Household chemicals represent another layer of immune disruption that is rarely examined. Cleaning products, air fresheners and personal care items contain synthetic compounds that act as endocrine disruptors and immune modulators. Research shows that children in homes using high levels of cleaning products have elevated rates of asthma and allergic sensitization; constant exposure to irritants keeps the immune system chronically activated, priming it to overreact to benign triggers.

The modern food supply reinforces the same pattern. Processed foods are packed with preservatives, emulsifiers, artificial sweeteners and chemical stabilizers that alter gut microbiota and intestinal barrier integrity. Ultra-processed foods are one of the largest drivers, with the highest intake linked to 1.76 times higher odds of asthma.

Conventional produce carries further poisons in the form of pesticide residues that damage beneficial gut bacteria, while meat and dairy from industrial farming contain antibiotic and hormone residues that further disturb the microbiome and immunity signaling.

A Systemic Failure

The allergy epidemic is not the product of a single cause. It’s the cumulative result of multiple modern causes acting on developing immune systems. Large population studies show that when this happens, the risk of allergic disease rises sharply across a person’s lifespan.

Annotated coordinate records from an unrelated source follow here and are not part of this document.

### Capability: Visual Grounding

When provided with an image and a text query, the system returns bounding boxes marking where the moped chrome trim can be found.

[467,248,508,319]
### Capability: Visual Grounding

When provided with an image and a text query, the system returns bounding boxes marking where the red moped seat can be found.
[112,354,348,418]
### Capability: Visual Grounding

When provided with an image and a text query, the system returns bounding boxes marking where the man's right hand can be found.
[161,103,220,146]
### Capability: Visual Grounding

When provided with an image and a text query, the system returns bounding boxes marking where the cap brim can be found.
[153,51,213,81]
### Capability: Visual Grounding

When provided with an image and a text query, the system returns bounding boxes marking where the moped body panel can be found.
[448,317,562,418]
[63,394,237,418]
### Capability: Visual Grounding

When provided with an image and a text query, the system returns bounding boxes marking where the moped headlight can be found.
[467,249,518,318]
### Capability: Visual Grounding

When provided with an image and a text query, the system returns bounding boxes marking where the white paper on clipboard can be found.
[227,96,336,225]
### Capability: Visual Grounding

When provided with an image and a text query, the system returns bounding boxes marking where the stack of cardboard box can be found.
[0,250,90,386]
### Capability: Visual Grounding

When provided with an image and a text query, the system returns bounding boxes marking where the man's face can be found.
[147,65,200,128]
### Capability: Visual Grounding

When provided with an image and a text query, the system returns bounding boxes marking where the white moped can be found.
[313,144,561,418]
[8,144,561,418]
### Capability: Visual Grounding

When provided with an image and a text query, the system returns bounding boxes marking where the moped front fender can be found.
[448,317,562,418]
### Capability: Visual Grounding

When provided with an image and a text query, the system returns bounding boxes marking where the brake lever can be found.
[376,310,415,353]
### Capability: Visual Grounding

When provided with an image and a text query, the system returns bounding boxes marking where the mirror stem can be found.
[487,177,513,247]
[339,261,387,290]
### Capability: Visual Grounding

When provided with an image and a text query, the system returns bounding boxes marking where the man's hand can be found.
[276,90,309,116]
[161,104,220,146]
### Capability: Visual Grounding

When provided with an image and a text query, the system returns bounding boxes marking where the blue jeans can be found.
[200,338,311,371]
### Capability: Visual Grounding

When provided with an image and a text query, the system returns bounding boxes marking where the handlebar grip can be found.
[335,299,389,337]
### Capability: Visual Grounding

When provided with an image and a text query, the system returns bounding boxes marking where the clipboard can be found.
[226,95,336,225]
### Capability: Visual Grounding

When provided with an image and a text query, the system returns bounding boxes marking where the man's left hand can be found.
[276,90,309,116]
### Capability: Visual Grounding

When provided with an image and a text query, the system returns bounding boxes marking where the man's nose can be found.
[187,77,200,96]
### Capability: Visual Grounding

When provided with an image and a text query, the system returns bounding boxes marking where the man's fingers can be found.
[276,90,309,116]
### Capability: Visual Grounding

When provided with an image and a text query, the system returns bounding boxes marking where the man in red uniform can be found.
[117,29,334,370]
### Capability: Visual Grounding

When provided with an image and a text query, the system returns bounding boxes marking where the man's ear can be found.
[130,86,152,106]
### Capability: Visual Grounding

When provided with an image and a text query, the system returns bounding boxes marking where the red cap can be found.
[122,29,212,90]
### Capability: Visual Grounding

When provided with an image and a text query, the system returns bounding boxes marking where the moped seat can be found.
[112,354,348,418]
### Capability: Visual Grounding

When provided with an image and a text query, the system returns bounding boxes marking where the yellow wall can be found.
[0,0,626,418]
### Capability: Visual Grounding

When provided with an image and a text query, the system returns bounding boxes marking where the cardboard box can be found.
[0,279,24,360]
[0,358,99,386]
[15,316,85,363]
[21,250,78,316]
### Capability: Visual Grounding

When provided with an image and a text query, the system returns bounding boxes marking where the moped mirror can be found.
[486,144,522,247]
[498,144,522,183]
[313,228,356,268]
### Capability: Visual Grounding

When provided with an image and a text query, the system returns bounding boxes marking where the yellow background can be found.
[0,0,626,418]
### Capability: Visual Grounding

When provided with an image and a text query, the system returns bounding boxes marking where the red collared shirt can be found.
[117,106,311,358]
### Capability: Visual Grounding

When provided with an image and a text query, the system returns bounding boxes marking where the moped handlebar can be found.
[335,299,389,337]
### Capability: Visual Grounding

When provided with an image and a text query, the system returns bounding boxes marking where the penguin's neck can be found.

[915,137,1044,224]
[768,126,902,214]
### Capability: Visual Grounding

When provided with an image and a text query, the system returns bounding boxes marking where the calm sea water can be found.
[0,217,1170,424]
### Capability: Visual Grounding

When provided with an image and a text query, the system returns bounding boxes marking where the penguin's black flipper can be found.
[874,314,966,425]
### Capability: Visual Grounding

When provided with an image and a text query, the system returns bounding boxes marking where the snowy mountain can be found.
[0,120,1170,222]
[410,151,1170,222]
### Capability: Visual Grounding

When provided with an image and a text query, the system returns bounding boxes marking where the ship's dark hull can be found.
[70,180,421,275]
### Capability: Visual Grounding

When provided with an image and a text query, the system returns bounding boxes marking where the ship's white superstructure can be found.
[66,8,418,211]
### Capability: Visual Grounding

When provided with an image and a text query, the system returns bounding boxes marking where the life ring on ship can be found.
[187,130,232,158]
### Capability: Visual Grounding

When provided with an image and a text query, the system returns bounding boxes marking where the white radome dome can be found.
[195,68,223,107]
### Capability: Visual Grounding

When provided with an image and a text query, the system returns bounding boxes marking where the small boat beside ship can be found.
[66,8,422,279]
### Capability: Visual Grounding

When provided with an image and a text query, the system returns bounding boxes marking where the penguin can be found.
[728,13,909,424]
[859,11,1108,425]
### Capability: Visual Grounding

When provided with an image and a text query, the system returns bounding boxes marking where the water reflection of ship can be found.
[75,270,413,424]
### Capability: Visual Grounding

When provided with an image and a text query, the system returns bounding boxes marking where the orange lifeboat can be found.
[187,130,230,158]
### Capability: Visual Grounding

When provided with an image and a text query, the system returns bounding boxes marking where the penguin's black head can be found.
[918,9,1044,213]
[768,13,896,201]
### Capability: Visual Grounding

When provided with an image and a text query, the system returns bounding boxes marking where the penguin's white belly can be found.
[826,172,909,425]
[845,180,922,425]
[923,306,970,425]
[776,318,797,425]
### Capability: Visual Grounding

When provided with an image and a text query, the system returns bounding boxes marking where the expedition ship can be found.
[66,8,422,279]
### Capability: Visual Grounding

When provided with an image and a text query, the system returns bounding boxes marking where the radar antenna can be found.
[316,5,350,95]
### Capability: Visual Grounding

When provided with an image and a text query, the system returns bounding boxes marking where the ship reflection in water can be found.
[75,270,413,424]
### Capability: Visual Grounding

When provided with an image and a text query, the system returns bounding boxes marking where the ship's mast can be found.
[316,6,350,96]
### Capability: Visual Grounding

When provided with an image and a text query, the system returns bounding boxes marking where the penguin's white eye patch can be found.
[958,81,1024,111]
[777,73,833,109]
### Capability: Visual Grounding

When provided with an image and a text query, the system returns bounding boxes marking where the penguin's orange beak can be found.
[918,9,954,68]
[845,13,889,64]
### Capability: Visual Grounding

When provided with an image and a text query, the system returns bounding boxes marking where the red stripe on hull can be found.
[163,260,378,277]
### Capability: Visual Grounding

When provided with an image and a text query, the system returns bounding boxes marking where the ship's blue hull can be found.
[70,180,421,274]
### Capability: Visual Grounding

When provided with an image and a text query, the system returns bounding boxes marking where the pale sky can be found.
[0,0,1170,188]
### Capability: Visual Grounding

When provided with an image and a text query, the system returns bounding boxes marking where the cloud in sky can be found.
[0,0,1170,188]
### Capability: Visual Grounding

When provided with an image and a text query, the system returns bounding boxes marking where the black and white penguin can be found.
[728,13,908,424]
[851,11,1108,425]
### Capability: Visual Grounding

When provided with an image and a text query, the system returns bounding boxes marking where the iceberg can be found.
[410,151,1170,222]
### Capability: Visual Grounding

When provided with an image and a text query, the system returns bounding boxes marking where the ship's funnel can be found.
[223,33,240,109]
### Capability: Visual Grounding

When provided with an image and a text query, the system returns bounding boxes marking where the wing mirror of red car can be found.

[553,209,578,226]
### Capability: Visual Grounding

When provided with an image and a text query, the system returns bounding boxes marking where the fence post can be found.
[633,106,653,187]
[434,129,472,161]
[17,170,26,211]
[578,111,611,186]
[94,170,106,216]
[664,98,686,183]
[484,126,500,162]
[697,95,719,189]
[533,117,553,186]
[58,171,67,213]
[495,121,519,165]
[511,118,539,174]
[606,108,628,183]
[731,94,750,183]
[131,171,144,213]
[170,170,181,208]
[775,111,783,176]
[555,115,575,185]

Yet recovery remains possible. Diets centered on whole foods, abundant fiber and fermented foods help restore microbial diversity and strengthen immune regulation. Regular outdoor exposure, contact with soil and animals, and avoidance of antibiotics and vaccines in early childhood further support the development of immune tolerance.

This leaves us with a choice. We can accept the allergy epidemic as the cost of modern living, or we can recognize it for what it is: a largely preventable outcome. To avoid being on the wrong side of allergy statistics, live “the clean life.”